Our Pollensa is Boxer based so probably completely different. 
But 65 psi is the max my tyres will take and I have had three rubber valves fail at this pressure. According to the ATS website pressures above 60 psi should have metal valves. Also max load my tyres will take is 900kg. Worth checking.

Steve


----------



## Spacerunner (Mar 18, 2006)

I have a Transit based AutoSleeper Legend. When I first hadit I had it weighed at the local weighbridge and sent the values to Michelin via email. In return they sent back the appropriate pressures. The dealers (Marquis ) and AutoSleepers however reccommend that you use the pressures given in the Ford handbook, which I now do. I get a much more comfortable and quieter ride. Also as in a previous reply your tyres may not be rated for pressures above 65 psi. This will make the ride very hard and may lead to premature and sudden failure!!


----------



## LPDrifter (Aug 17, 2005)

Don't have the same vehicle as yours. We have a Dethleffs built on a Fiat Ducato cab and chassis.

My comments would be to follow whatever the official hand book says. 

ONE THING, if you bought it second hand make sure that the previous owner didn't chage they tyres to something other than the manufacturers recomendations. 

If you have the correct tyres per the hand book, then I would use the tyre pressures recomended by the manufacturer too.

----------

Just as a guideline (because it sure surprised me at first) the Dethleffs hand book recomends 5.5 bar pressure front and rear for my motorhome - that is 80 psi. I was amazed that the at such high pressures, compared to say regular cars. But it is correct when using a special "C" grade tyre.


----------



## gaspode (May 9, 2005)

Hi Maura

I've sent you a PM.

Please look at this thread:
http://www.motorhomefacts.com/ftopict-20551-tyre.html+valves

I have actually been to the local Ford dealer today trying to determine the correct tyre pressures for my Transit (2005 LWB) which is fitted with Continental Vanco tyres. If you have a Ford with these tyres, Ford issued a Safety Bulletin some time ago to say that some Transits were fitted with incorrect tyre pressure information on the sticker attached to the cab door frame. Affected owners should have received a new sticker through the post - but they're not certain that everyone had the new sticker. Unbelieveably, Ford can't tell me from my VIN number whether my tyre pressures are correct because although the VIN for my van doesn't come within the ones affected by the Technical Bulletin, the pressures stated on my door post don't tie up with the ones in the dealers manuals! They simply don't seem to know, despite having contacted the Ford Technical department. As a matter of interest the rear tyre pressures on my door post state 5.5bar (79psi) for the rear axle whereas the Ford dealers book says 4.6bar. Which is correct is anyones guess.


----------



## iansmithofotley (Oct 13, 2005)

Hi everyone,

I have a '53' Autosleeper Pollensa on a Peugeot Boxer (2.0) base. I enquired for tyre pressures at Autosleeper in March this year. The tyres are Michelin X radials 215/70 R150C XC Camping.

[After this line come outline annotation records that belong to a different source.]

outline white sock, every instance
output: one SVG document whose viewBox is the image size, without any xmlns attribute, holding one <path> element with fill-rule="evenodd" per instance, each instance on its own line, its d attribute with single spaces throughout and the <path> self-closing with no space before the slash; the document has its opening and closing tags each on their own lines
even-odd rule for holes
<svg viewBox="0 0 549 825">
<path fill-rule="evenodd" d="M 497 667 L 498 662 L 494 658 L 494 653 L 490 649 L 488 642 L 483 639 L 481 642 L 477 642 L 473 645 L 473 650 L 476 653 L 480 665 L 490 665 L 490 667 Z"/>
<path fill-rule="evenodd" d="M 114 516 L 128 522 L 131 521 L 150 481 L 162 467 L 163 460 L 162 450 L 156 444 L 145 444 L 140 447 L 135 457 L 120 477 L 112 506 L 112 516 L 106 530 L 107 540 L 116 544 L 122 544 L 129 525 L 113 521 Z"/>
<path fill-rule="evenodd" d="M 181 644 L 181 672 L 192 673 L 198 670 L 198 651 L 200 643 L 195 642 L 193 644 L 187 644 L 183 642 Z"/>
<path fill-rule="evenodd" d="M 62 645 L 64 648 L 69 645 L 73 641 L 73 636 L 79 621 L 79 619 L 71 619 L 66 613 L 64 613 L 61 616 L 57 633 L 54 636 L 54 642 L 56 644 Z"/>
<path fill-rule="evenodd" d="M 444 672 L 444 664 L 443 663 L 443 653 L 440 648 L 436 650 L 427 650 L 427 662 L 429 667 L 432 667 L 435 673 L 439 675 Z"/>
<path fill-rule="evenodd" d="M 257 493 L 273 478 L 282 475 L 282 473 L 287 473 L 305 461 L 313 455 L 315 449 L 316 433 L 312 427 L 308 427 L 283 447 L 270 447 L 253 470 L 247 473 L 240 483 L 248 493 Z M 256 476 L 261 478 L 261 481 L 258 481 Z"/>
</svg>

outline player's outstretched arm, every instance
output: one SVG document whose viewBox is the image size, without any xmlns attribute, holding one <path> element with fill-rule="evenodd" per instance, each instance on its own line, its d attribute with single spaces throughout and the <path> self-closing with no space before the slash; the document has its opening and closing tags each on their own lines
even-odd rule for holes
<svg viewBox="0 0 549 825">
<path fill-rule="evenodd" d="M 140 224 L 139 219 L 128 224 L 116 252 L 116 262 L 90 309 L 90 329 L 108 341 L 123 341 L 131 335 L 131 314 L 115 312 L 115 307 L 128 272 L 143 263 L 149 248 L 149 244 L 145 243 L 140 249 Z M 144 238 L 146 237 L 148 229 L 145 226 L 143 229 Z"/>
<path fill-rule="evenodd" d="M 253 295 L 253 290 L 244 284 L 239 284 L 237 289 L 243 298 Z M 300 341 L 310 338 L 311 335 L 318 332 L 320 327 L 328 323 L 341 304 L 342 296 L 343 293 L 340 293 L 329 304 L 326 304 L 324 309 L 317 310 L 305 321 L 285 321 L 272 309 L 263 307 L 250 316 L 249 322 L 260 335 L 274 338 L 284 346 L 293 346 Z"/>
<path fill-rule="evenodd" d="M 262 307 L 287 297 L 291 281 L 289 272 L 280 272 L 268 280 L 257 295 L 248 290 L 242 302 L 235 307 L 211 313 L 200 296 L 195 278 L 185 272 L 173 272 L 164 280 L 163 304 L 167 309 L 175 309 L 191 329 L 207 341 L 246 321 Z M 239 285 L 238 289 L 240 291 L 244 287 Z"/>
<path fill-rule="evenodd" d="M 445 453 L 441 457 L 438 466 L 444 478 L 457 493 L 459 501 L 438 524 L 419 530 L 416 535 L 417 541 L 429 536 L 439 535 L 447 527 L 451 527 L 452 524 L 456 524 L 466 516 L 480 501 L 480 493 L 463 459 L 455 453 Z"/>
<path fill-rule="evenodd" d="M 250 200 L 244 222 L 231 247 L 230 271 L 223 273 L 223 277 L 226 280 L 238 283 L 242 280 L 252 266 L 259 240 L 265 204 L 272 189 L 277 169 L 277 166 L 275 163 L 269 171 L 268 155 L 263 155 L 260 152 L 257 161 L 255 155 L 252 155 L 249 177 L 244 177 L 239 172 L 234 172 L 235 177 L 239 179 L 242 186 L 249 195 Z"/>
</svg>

I got an Email reply from Charles Trevelyan at Autosleeper Service Department who recommended:

Front - 59 psi Rear - 65 psi

Ian.


----------



## 92046 (May 1, 2005)

*Tyres*

Hi Maura

I have the Fiat Ducato 14 MWB chassis with 215/70 R 15 109Q XC Camping tyres fitted, the label on the door says 5.0 bar, front & rear,

After a trip to the weighbridge with light load, ie;- local / weekend load, and again with a long holiday load, ie;- 2 - 3 months load, I sent Michelin an e-mail with the front and rear weights, light load, heavy long holiday load, and the max load as on the data plate on the MH,

The info they sent me was a 3 page letter with lots of info, and the pressures front & rear for light load, long holiday load, and max load as data plate, but also stated the MAX pressure for this tyre, and it was well below the data plate on the MH,

I now use the Michelin pressures, and the ride and road grip is a lot better.

Michelin
0845 366 1535
www.michelin.com
[email protected]

Good luck


----------



## Jean-Luc (Jul 21, 2005)

This tyre pressure thing has been covered here many times, the confusion seem to stem from the Michelin XC tyre which is rated to take UP TO 5.5 bar (79 psi). I believe the reason for such a high pressure is to preserve the tyres shape during long lay ups and bears no relationship to the correct pressure for optimum road holding and comfort. Earlier this year I contacted the Michelin technical department and asked for the recommended pressure for 1700 Kg front axle and 2080kg rear axle. Their reply was 3.5 bar and 4.2 bar respectively. Adjusting the pressures on my Rapido down from the crazy heights of 5.5 bar to those recommended by the Michelin Man improved the handling and comfort immeasurably 
Personally I would disregard the 'one size fits all' pressures quoted in handbooks and by dealers and get a recommendation from the tyre manufacturer based on actual vehicle axle weights.


----------



## mauramac (May 24, 2005)

A *Huge Thanks *to all who have taken the time and trouble to reply to my query and also apologies as I can now see that it has been covered many times previously.
I now have much more info on tyres and pressures etc but to be honest I am still somewhat confused as to whether it is wiser to do as the handbook says or to go with Michelin.
So, we are off for a few days tomorrow, trip down to Dorset should only take a couple of hours - traffic willing - and we will take it nice and easy to see how the van handles at Ford recommended pressures.
On our return we are going to get new valves fitted and consult with Mr Michelin and see what he says as well.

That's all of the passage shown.